著者:
(1) Guillaume Staerman、INRIA、CEA、大学パリ・サクレー、フランス。
(2) Marta Campi、CERIAH、Institut de l'Audition、Institut Pasteur、フランス。
(3)ガレス・W・ピーターズ、米国カリフォルニア大学サンタバーバラ校統計・応用確率学部
付録
K-SIF と SIF の 2 つの主なパラメータ、つまりシグネチャの深さ k と分割ウィンドウの数 ω に関して、その動作を調査します。スペースの都合上、深さに関する実験は付録のセクション C.1 に延期されます。
シグネチャ分割ウィンドウの役割。分割ウィンドウの数によって、基になるデータの特定の間隔 (ランダムに選択) に関する情報を抽出できます。したがって、各ツリー ノードでは、比較のためにすべてのサンプル曲線で同じであるデータの特定の部分に焦点が当てられます。このアプローチにより、データの比較可能なセクションで分析が実行され、サンプル曲線全体のさまざまな間隔または機能を体系的に調査および比較できるようになります。
このパラメータの役割を、2 種類の異常シナリオを再現する 2 つの異なるデータセットで調査します。1 つ目は、小さな間隔で孤立した異常を考慮したもので、2 つ目は、関数パラメータ化全体にわたって持続する異常を含みます。このようにして、異なる種類の異常に対する K-SIF と SIF の動作を観察します。
最初のデータセットは次のように構築されます。100 個の定数関数をシミュレートします。次に、これらの曲線の 90% とサブ区間のガウス ノイズをランダムに選択します。残りの 10% の曲線については、最初のものとは異なる別のサブ区間にガウス ノイズを追加します。より正確には、次のようになります。
• 正常とみなされる曲線の90%は、
ここでε(t) ∼ N (0, 1)、b ∼ U([0, 100])、Uは一様分布を表します。
• 異常とみなされる曲線の10%は、
ここでε(t) ∼ N (0, 1) かつ b ∼ U([0, 100]) である。

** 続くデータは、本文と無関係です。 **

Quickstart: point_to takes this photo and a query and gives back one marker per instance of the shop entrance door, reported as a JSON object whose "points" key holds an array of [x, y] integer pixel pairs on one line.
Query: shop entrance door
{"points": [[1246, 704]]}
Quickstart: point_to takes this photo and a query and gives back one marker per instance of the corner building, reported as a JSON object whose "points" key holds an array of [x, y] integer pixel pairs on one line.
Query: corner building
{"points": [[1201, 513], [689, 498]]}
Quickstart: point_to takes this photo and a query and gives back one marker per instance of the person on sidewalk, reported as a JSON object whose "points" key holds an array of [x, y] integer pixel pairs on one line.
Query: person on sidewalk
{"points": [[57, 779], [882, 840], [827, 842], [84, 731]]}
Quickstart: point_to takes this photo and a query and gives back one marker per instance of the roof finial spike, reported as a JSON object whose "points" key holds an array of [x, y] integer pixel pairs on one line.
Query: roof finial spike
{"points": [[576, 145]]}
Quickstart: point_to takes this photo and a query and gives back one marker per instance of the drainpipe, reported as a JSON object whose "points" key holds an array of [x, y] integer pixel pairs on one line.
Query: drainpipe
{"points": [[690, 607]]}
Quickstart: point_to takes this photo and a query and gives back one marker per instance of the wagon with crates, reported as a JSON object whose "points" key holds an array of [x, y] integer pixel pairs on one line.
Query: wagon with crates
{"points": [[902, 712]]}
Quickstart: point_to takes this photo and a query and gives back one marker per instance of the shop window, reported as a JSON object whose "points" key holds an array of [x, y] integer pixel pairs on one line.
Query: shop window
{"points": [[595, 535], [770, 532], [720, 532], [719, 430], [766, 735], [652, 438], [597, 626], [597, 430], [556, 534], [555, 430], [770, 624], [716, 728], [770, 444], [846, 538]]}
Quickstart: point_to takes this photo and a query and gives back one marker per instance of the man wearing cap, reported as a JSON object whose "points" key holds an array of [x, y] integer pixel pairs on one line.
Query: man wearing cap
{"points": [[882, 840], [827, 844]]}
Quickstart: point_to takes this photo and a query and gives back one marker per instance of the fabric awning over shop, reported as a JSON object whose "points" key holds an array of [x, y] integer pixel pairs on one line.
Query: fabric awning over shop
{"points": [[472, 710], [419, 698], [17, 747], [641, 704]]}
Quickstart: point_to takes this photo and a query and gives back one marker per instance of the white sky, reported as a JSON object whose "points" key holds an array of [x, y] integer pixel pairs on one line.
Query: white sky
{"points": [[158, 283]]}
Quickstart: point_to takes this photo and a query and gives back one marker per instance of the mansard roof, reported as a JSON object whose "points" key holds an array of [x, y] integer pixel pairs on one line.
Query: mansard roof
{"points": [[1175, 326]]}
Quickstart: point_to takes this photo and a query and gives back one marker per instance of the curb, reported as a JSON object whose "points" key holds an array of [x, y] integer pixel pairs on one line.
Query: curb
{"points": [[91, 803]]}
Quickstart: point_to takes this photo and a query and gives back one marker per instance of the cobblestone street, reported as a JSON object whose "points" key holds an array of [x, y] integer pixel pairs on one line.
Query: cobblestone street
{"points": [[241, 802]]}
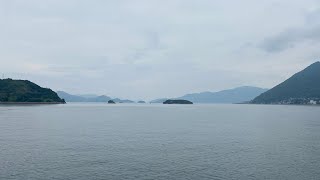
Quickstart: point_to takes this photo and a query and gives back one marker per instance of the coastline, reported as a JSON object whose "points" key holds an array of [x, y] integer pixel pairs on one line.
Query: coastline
{"points": [[30, 103]]}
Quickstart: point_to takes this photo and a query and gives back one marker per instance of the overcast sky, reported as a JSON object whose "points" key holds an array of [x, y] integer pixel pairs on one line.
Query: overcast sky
{"points": [[145, 49]]}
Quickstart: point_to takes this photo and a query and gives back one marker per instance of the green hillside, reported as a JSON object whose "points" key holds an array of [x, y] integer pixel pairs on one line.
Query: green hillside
{"points": [[23, 91], [301, 88]]}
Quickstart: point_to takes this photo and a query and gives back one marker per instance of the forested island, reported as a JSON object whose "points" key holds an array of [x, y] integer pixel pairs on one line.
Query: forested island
{"points": [[302, 88], [26, 92], [177, 101]]}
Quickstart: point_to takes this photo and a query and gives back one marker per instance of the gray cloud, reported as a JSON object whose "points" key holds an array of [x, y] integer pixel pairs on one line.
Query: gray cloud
{"points": [[292, 37]]}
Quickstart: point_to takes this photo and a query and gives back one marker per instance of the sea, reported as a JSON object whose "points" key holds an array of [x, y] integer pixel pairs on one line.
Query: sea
{"points": [[155, 141]]}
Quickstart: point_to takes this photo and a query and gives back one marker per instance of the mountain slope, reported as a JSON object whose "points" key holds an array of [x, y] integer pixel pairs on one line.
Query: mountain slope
{"points": [[236, 95], [301, 88], [23, 91]]}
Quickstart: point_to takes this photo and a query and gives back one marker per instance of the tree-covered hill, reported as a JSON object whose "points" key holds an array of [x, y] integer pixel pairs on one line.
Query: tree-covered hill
{"points": [[23, 91], [301, 88]]}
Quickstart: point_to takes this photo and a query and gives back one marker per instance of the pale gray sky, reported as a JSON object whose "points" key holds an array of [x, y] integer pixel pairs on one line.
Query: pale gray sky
{"points": [[144, 49]]}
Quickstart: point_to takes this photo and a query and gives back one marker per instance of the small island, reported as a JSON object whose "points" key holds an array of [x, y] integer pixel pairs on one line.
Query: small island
{"points": [[177, 101], [26, 92], [111, 102]]}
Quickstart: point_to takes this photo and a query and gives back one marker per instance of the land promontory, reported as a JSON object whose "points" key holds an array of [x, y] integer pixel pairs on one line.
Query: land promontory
{"points": [[177, 101], [24, 91]]}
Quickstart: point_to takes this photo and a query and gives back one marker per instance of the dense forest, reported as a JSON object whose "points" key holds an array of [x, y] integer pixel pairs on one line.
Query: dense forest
{"points": [[26, 92], [301, 88]]}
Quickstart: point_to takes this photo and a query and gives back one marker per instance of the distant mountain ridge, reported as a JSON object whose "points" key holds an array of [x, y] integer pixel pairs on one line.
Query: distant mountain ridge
{"points": [[302, 88], [236, 95], [90, 98], [24, 91]]}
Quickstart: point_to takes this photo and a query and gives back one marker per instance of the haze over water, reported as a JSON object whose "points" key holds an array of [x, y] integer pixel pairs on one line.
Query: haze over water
{"points": [[98, 141]]}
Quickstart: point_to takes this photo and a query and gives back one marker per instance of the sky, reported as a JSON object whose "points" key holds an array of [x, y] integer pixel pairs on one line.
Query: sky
{"points": [[146, 49]]}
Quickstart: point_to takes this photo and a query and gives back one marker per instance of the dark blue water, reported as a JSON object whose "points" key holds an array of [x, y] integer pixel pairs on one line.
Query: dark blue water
{"points": [[159, 142]]}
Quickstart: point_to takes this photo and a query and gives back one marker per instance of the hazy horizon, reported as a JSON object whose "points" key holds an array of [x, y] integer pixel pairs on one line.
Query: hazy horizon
{"points": [[152, 49]]}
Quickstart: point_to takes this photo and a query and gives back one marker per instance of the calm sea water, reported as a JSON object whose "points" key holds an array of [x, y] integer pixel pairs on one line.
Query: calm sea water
{"points": [[96, 141]]}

µ = 0、σ = 0.5 でパスの 90% をランダムにシミュレートし、それらを正常データと見なします。次に、残りの 10% をドリフト µ = 0.2、標準偏差 σ = 0.4 でシミュレートし、異常データと見なします。切り捨てレベルを 2 に設定し、ツリーの数を N = 1,000 にして、1 から 10 までの異なる分割ウィンドウ数で K-SIF を計算します。実験は 100 回繰り返され、両方のデータセットと 3 つの事前選択された辞書の ROC 曲線の下の平均 AUC が図 1 に報告されます。
最初のデータセットでは、関数のごく一部に異常が見られますが、分割数を増やすと、異常を検出するアルゴリズムのパフォーマンスが大幅に向上します。パフォーマンスの向上は、9 つの分割ウィンドウの後、頭打ちになります。異常が持続する 2 番目のデータセットの場合、分割ウィンドウの数を増やしてもアルゴリズムのパフォーマンスにわずかな影響しか与えず、満足のいく結果が維持されます。したがって、データに関する事前知識がなくても、10 などの比較的高い分割ウィンドウ数を選択すると、両方のシナリオで堅牢なパフォーマンスが保証されます。さらに、分割ウィンドウの数を増やすと、関数のより小さな部分でシグネチャを計算できるため、計算効率が向上します。
この論文は、CC BY 4.0 DEED ライセンスの下でarxiv で公開されています。